We slept on llama skins, desks and straw mattresses. There was only electricity in one of the four villages, and a rigged up light in another. The truck got stuck on two ocassions in the middle of the freezing night, we had to break into the school (with the mayor--I guess that's what you would call him in English), there was a rat running around on the floor by our "bed" and we took one shower for the whole week (although they did warm up water for us to wash our hair midweek).

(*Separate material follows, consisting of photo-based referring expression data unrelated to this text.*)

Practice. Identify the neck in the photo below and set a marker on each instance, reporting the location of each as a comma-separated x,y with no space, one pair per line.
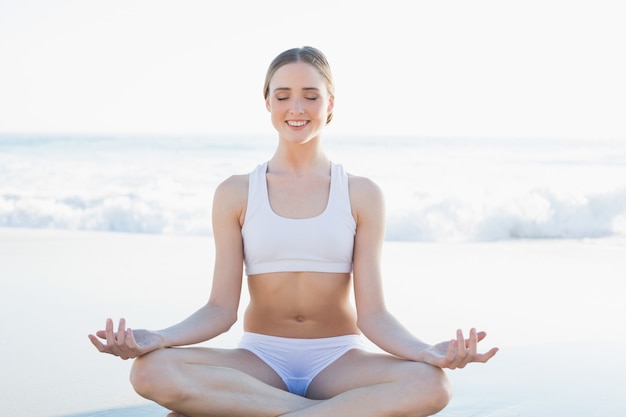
300,160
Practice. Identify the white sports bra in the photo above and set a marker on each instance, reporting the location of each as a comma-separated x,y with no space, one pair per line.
324,243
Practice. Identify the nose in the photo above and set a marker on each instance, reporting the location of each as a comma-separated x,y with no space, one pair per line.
296,106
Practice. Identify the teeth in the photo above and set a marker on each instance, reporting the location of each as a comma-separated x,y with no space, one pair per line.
296,123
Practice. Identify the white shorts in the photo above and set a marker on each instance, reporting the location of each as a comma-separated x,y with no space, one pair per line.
298,361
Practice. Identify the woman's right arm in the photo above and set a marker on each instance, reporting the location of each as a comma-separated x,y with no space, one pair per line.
220,312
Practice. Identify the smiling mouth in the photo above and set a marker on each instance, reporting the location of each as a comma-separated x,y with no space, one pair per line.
296,123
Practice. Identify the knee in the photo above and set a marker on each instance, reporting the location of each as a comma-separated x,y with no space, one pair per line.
427,392
151,376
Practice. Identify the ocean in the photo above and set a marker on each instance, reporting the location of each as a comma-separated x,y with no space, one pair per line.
437,189
524,239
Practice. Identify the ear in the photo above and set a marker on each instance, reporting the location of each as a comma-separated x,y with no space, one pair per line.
331,104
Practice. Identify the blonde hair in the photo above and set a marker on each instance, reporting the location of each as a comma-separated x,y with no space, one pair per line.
306,54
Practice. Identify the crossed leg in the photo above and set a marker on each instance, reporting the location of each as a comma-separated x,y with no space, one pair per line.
202,382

My little patient (Edwin) came back to the city with us along with his older sister Margareta, and father to have surgery on his leg (it had been fractured a few months back and was never set). Margareta also needed serious dental work done. The father brought along four big sacks of potatoes to sell in order to pay for the surgery (they only had 200 Bs--about $30 which will probably not even pay for their bus tickets home). Nidia estimated that each bag was probably worth about $40. The kids really enjoyed the journey. They were apprehensive to enter the hot springs, but me and Nidia helped Margareta to wash and condition her hair, she loosened up and enjoyed playing in the water. They were so curious and I've never seen such big eyes and smiles before! They perched over the front seat to see everything, they were so polite and well mannered. As I tucked them into bed on Friday night I was so thankful to God for these precious little ones. How they've had such a rough life by our standards, but don't complain. They were grateful for the little things and always had a smile on their face.

It was an incredible experience. If you get the chance (which you just might...!) you should go--I can almost promise you that you will not regret it.